National
Government may revoke ban on old vehicles
The government is making preparations to amend the recently-enforced directive banning public vehicles older than 20 years.
Sanjeev Giri
The government is making preparations to amend the recently-enforced directive banning public vehicles older than 20 years.
The Ministry of Physical Infrastructure and Transport has tabled a proposal at the Cabinet seeking an amendment to the directive putting the public vehicles over 20 years old off the roads. “The proposal has been taken to the Cabinet with a motive to allow vehicles to ply the streets on the basis of its worthiness,” Madhusudan Adhikari, secretary at the Transport Ministry told the Post.
In mid-March, the government had implemented the decision stating that the move will help reduce vehicle congestion, reduce fuel emission from the old and poorly-maintained vehicles that increase the risk of accidents.
A Cabinet meeting on February 2017 had made the decision of banning the public vehicles that are older than 20 years. The decision implemented after homework spanning more than a year, however, is being revoked within six months of its implementation.
According to Adhikari, the move aimed at easing restrictions on old vehicles was initiated following an appeal by transport entrepreneurs. “All the vehicles cannot be put under one category, based only on their age. So, we have initiated a new process that will explore a number of factors,” he said, adding that several old vehicles imported from the European, American and Japanese car makers, among others, reportedly have satisfactory condition.
The transport secretary, however, assures that the government agencies will check the vehicles’ conditions and road-worthiness before allowing such vehicles to ply the country’s roads. The proposal tabled in the Cabinet bars the vehicles older than 20 years from operating in Kathmandu Valley and Pokhara Metropolitan City.

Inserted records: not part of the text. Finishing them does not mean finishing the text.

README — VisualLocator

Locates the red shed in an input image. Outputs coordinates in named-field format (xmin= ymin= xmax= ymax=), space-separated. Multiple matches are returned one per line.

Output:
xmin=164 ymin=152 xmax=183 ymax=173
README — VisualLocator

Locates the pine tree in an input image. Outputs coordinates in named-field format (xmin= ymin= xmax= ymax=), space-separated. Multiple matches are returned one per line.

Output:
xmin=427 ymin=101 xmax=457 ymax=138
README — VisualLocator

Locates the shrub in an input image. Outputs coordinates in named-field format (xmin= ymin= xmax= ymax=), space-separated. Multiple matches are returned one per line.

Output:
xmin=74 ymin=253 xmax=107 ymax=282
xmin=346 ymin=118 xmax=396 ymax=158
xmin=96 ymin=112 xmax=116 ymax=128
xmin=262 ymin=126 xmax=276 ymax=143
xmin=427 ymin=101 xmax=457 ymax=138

Director General at the Department of Transport Management Lawanya Kumar Dhakal told the Post that the department had written to the ministry about the need to make changes to the directive issued three weeks earlier. “Transport entrepreneurs had filed an application at the department along with necessary recommendations from authorities at the provincial and district levels. We have forwarded it to the ministry with our inputs,” Dhakal said, adding that requests had come mostly from entrepreneurs in eastern hills.

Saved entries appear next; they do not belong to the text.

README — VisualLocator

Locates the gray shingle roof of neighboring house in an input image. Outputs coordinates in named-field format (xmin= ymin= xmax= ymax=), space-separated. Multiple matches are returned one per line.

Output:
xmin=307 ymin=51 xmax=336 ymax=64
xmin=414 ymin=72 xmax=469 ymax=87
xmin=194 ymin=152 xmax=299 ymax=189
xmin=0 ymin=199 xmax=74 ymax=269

According to Dhakal, particularly Sports Utility Vehicle (SUV) operators in the region have came up with requests arguing that many of the vehicles like Toyota Land Cruiser, Toyota Prado and Jaguar Land Rover and similar other models that they have been operating are fit to take on hilly terrains.However, the decision can be revised only by the Cabinet.

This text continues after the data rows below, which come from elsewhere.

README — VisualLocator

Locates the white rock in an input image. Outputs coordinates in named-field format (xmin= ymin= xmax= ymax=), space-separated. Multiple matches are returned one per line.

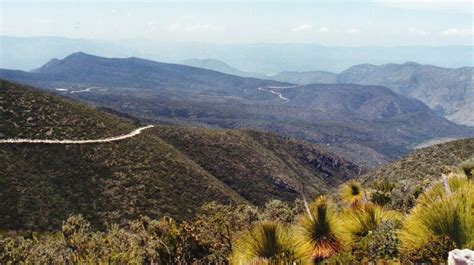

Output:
xmin=448 ymin=249 xmax=474 ymax=265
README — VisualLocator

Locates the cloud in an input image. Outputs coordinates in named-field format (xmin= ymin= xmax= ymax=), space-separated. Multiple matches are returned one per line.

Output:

“Authorities at the local levels are requesting us to allow the use of such vehicles to ease movement of people in the hills with difficult terrains,” Dhakal said. The motive behind the requests was to facilitate transportation in the lead up to Dashain, the biggest Hindu festival that witnesses a significant surge in the number of travellers across the country, he added.
Though the government has stated that it will test road-worthiness of the vehicles in question before allowing them back on the roads, the country’s only Vehicle Fitness Test Centre (VTFC)—which is armed with automated facility—in the Capital’s Teku remains defunct. Asked how the road-worthiness of such vehicles could be determined in the absence of automated technology, Secretary Adhikari defended the government move saying that the ministry was also making plans to make the VTFC functional soon.
Dhakal on the other hand said the engineers at the DoTM had prepared guidelines based on which such vehicles would be put to tests and allow those coming up with a clean bill of health back on the roads.
According to the DoTM, around 10,000 such vehicles were in operation across the country before the ban was enforced.